Kayla chuckles to herself and finishes her coffee before standing up. She walks out of the cafe, looking back at all the people sitting there who are staring at her, some admiring her tattoos, others turning their noses up.

”But hey, you can be as judgmental as you want about my attitude, but I’m sure you’ll have some kind of witty retort for this talking about how you’ve changed and going through your thought processes. But the other part of it that really annoys me is your complete disregard for the ending of that elimination chamber. You and I in singles matches are one and one. This will be the third singles match that we’re facing each other in, but you have just completely ignored the fact that it came down to you and me at the end of that chamber.”

“I have two wins over you in high-stakes matches, and you have one over me. That is one more than a lot of other people have, and I have given you the respect for that, but don’t think for one second that I’m going to sit here and let you be little what I accomplished at blaze of glory. I got into that ring, and I was the last woman standing in. I became the champion for a second time. I had an amazing championship run, and you ended up failing. I want you to think about that. For all of your talk about being an amazing professional wrestler, you still failed to do it when it counted.”

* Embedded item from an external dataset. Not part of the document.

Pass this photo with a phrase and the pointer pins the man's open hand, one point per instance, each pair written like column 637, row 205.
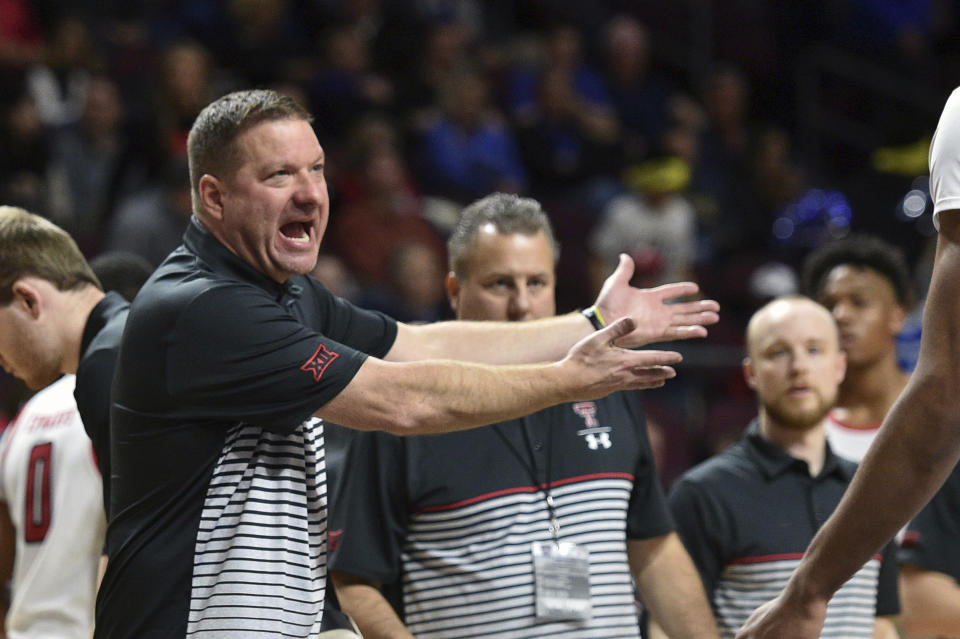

“I lost to you one-on-one. You became the champion. And instead of waiting for you to come out of that chamber with the title or to lose that title against someone else, I decided I wanted to enter that cage. Instead of waiting for a one-on-one rematch, which I was owed, I put it all on the line in a match that I had no guarantees of winning. So tell me, Andrea, which one of us is the real champion? Which one of us is the better champion?”

“As much as I respect you for what you’ve been able to accomplish in the ring and as much as I know that you and I are great rivals and when all is set and done you will be looked at as one of the only ones who could hold a candle to Me your attitude and your self-righteous nature and the fact you’re a hypocrite annoys the shit out of me. So I’m gonna do everything I can to walk out of our match as the champion. I’m going to prove to everyone that I am the better woman. You can come at me with anything that you want, you can complain about me behind-the-scenes, and you can criticise me in public, but at the end of the day, I have proved myself to be a better champion than you. And it’s on you to prove me wrong now.”